Brot und Rosen zum Frauenfrühstück

■ Überfraktionelle Initiative lud Frauenprojekte zum Frühstück ins Rathaus

Berlin. „Brot und Rosen“ forderten US-amerikanische Textilarbeiterinnen bei ihrem historischen Streik, aus dem später der Internationale Frauentag entstand. „Brot und Rosen für Frauen(projekte)“ verlangen heutzutage Berliner Senatorinnen und Vertreterinnen der autonomen Frauenbewegung in einer gemeinsamen Erklärung.
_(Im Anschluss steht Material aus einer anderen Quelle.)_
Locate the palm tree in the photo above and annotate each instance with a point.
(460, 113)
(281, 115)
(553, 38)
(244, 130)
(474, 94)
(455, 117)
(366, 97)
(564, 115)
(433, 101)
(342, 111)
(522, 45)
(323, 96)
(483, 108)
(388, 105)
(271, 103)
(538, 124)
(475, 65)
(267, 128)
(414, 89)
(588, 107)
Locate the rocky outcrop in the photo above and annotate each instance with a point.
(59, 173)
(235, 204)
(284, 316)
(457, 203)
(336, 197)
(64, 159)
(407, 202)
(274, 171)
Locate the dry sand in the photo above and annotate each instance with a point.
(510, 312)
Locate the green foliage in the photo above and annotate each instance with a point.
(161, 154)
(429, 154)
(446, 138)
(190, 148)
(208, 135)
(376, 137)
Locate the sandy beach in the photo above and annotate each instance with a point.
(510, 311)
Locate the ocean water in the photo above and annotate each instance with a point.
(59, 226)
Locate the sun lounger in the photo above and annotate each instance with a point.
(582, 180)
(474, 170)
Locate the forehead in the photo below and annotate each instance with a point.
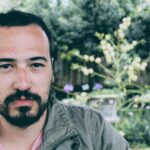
(24, 40)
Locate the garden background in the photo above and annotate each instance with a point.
(101, 57)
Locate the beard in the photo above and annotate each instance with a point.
(24, 115)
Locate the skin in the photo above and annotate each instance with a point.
(24, 65)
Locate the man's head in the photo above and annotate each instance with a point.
(25, 67)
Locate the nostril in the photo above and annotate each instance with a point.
(75, 146)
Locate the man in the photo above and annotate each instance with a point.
(30, 118)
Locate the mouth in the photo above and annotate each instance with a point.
(23, 102)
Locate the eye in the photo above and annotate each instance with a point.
(6, 67)
(37, 65)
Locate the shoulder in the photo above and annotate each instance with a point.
(102, 133)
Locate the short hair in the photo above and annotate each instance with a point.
(18, 18)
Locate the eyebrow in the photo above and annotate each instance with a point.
(31, 59)
(7, 60)
(38, 58)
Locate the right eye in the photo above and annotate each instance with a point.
(6, 67)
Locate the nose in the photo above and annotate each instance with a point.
(21, 81)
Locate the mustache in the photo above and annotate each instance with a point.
(26, 94)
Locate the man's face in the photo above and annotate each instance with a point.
(25, 74)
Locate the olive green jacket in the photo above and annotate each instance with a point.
(79, 128)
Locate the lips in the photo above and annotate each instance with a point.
(24, 102)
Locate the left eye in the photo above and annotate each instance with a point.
(37, 65)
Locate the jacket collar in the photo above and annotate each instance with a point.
(58, 126)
Jenes Dokument des historischen Fortschritts wird beim „ersten politischen Frauenfrühstück“ im Rathaus Schöneberg vorgelesen, noch bevor die rund hundert durcheinanderquirlenden Vertreterinnen von Fraueninitiativen, die die überfraktionelle Initiative „Berlin – Stadt der Frauen“ geladen hat, das echte Brot verfrühstückt haben. In Windeseile ist das Bufett leergefuttert – aus Angst, daß in den Projekten morgen nichts mehr zu beißen da ist? „Wir protestieren gemeinsam gegen die geplante Kürzung von ABM-Mitteln“, heißt es in der Erklärung. Denn die mehr als 300 Frauenprojekte in der Stadt leisteten „gesellschaftlich unverzichtbare Arbeit“.
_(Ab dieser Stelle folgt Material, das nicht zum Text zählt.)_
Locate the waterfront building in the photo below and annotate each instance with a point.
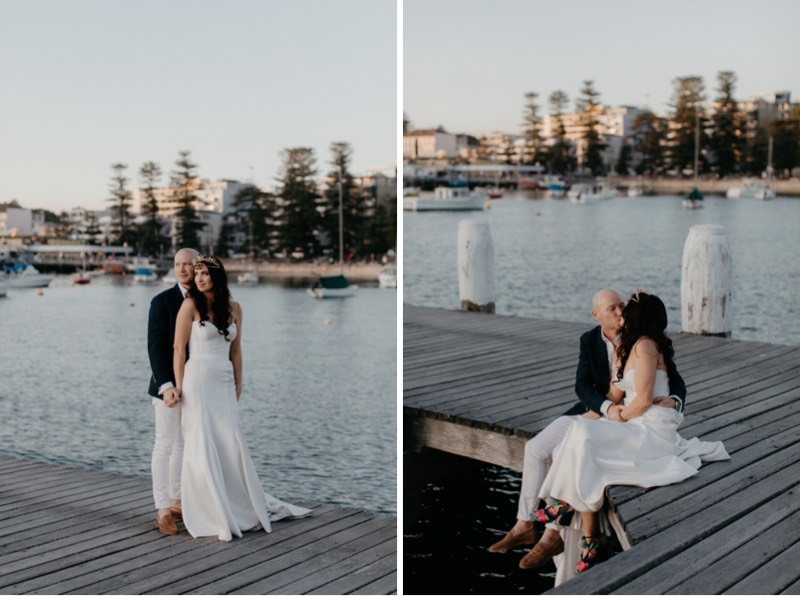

Seit dem Mauerfall, beschweren sich Vertreterinnen der autonomen Frauenbewegung, habe sich die soziale Lage für Frauen dramatisch verschlechtert. Was an emanzipatorischen Ansätzen in den Fraueninitiativen übriggeblieben sei, habe der Staat zur „Sozialarbeit zum Billigtarif“ instrumentalisiert. Projekte aus dem Osten seien mit ABM-Stellen zuerst überhäuft worden, um jetzt wieder eingestampft zu werden: „Von sechzehn Ostberliner Frauenprojekten werden sechs bis zum Jahresende nicht mehr existieren.“ Aber die Projektfrauen haben eh die Nase voll von der bisherigen kurzatmigen Frauenpolitik. Den anwesenden Politikerinnen überreichen sie ein ganzes Bündel von Forderungen und „Dringlichkeitsanträgen“, die das Abgeordnetenhaus beschließen möge. Darunter die Umwandlung aller ABM-Stellen in sozialen Projekten in feste Stellen, die Einrichtung von multikulturellen Frauenzentren in jedem Bezirk, die Überlassung von 100.000 Wohneinheiten im sozialen Wohnungsbau für Frauen und Kinder, die Quotierung von Arbeitsplätzen in allen Unternehmen auf allen Qualifikationsebenen sowie ein Fonds für Frauenarbeitsplätze, in den die Unternehmen 20 Prozent ihrer Gewinne einzahlen müssen.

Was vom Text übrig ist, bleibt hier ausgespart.